The skill computes global feature importance (impurity and permutation), approximates SHAP values via sampling, and builds local surrogate explanations using a LIME-style perturbation and weighted linear fit. It generates partial dependence curves to show average feature effects, trains small decision-tree surrogates for structure visualization, and aggregates prediction distributions and sensitivity analyses for global behavior.

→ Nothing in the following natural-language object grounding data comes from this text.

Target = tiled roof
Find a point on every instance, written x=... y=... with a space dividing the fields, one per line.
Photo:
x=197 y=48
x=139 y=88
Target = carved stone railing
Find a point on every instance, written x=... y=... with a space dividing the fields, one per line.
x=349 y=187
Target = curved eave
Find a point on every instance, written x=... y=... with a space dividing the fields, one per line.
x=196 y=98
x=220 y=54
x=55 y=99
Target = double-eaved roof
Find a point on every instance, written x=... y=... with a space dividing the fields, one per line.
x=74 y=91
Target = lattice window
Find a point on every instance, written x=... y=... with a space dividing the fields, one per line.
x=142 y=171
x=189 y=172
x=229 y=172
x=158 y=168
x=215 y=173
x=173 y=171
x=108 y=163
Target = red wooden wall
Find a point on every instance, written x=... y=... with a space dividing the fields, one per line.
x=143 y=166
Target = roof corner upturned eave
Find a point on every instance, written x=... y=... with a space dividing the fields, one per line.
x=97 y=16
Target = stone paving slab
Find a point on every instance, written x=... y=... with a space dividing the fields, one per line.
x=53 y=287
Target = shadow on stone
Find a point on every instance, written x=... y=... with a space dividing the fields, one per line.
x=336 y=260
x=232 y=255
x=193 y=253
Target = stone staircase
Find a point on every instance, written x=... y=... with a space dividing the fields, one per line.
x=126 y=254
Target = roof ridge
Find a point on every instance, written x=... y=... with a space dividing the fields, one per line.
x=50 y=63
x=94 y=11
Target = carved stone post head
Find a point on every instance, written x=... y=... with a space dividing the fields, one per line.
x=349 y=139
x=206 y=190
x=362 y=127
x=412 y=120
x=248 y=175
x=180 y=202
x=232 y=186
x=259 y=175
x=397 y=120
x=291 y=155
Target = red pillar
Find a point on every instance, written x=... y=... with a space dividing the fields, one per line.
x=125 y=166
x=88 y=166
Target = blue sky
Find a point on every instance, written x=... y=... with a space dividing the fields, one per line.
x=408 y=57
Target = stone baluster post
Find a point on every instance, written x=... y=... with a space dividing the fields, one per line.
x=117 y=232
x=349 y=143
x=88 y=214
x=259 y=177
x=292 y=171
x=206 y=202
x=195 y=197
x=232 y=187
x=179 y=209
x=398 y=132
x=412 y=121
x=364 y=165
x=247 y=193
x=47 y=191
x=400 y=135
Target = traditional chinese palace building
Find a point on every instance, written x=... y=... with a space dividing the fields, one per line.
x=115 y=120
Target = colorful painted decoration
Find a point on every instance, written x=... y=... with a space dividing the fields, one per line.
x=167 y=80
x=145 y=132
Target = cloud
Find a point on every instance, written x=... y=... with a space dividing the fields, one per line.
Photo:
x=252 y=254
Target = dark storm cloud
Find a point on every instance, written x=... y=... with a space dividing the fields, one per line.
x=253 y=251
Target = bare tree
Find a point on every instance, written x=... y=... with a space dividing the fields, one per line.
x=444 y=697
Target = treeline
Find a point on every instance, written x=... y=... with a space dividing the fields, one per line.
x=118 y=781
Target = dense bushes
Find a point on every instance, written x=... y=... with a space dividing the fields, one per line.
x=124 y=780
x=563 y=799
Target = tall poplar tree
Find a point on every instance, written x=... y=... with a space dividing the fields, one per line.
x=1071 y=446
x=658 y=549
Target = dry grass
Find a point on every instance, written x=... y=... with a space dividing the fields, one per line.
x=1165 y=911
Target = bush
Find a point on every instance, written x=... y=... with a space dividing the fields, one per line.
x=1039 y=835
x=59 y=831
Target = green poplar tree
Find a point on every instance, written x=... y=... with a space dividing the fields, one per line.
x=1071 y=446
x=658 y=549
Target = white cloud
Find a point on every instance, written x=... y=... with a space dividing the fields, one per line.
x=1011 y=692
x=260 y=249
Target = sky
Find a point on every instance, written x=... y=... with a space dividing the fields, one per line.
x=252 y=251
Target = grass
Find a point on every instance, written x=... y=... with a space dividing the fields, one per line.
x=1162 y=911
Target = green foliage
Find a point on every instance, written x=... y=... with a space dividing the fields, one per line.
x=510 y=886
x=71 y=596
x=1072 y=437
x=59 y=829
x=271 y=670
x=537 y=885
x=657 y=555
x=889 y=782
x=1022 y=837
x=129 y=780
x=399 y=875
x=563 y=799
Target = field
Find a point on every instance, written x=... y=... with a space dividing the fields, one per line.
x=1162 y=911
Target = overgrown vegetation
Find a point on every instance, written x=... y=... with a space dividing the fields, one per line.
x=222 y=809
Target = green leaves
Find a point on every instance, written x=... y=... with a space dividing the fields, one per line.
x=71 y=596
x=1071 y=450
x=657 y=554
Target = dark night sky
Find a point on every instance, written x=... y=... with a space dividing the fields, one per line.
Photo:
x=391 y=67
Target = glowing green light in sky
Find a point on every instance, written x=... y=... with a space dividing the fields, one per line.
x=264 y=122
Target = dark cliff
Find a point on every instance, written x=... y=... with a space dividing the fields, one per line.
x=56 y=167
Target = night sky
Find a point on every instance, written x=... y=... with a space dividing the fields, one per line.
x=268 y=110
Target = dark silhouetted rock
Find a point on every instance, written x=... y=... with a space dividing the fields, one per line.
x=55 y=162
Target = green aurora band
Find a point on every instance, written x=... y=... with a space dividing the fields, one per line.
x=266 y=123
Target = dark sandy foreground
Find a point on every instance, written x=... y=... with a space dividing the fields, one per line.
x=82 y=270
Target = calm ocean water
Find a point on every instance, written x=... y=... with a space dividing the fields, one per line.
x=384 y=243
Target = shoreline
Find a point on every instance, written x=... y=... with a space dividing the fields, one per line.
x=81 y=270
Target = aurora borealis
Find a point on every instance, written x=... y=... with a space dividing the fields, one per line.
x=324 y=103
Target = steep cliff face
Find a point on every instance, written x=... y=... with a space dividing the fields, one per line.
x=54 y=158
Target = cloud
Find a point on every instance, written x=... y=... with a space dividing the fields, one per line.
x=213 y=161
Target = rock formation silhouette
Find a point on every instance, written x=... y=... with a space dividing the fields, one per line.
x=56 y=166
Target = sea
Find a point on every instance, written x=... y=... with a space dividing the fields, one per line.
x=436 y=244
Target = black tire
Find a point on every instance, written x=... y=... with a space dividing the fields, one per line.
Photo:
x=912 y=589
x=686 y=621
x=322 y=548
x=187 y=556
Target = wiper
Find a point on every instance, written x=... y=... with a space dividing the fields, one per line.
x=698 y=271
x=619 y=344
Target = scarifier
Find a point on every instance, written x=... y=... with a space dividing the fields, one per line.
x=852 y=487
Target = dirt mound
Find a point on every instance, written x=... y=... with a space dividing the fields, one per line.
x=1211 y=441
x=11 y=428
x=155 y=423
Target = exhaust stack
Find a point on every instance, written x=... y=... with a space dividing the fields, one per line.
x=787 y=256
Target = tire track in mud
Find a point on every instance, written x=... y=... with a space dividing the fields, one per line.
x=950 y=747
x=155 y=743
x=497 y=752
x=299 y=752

Visualizations are produced as multi-panel figures for quick review.

When to use it

  • When you need to justify or audit a model decision for compliance or stakeholders
  • During model debugging to identify spurious or overly influential features
  • To produce local explanations for high-risk individual predictions
  • When comparing explanation methods (impurity vs permutation vs SHAP vs LIME)
  • When building an explainability dashboard or interpretability report

Best practices

  • Combine global and local methods: use feature importance for overview and SHAP/LIME for instance-level insights
  • Prefer permutation importance over impurity-based scores when features are correlated
  • Use PDPs cautiously if features are correlated; complement with ICE plots or SHAP dependence plots
  • Limit SHAP sampling for large models and datasets; sample representative background data
  • Train small surrogate models (shallow trees or linear) only for interpretation, not production predictions

Example use cases

  • Explaining a loan denial to satisfy regulatory requirements with per-instance attributions
  • Investigating feature drift by comparing feature sensitivity over time
  • Prioritizing features for feature engineering using permutation and SHAP rankings
  • Creating a model insights dashboard combining PDPs, SHAP summaries, and prediction distributions
  • Validating that attention weights in a neural model align with expected signal regions

FAQ

How do SHAP and LIME differ?

SHAP provides game-theoretic attributions with consistency guarantees and is global-aware when aggregated; LIME fits a local surrogate to approximate a single prediction and is cheaper for quick local checks.

When should I use permutation importance?

Use permutation importance to get model-agnostic global importance that accounts for predictive contribution, especially when impurity-based importance is biased by feature cardinality.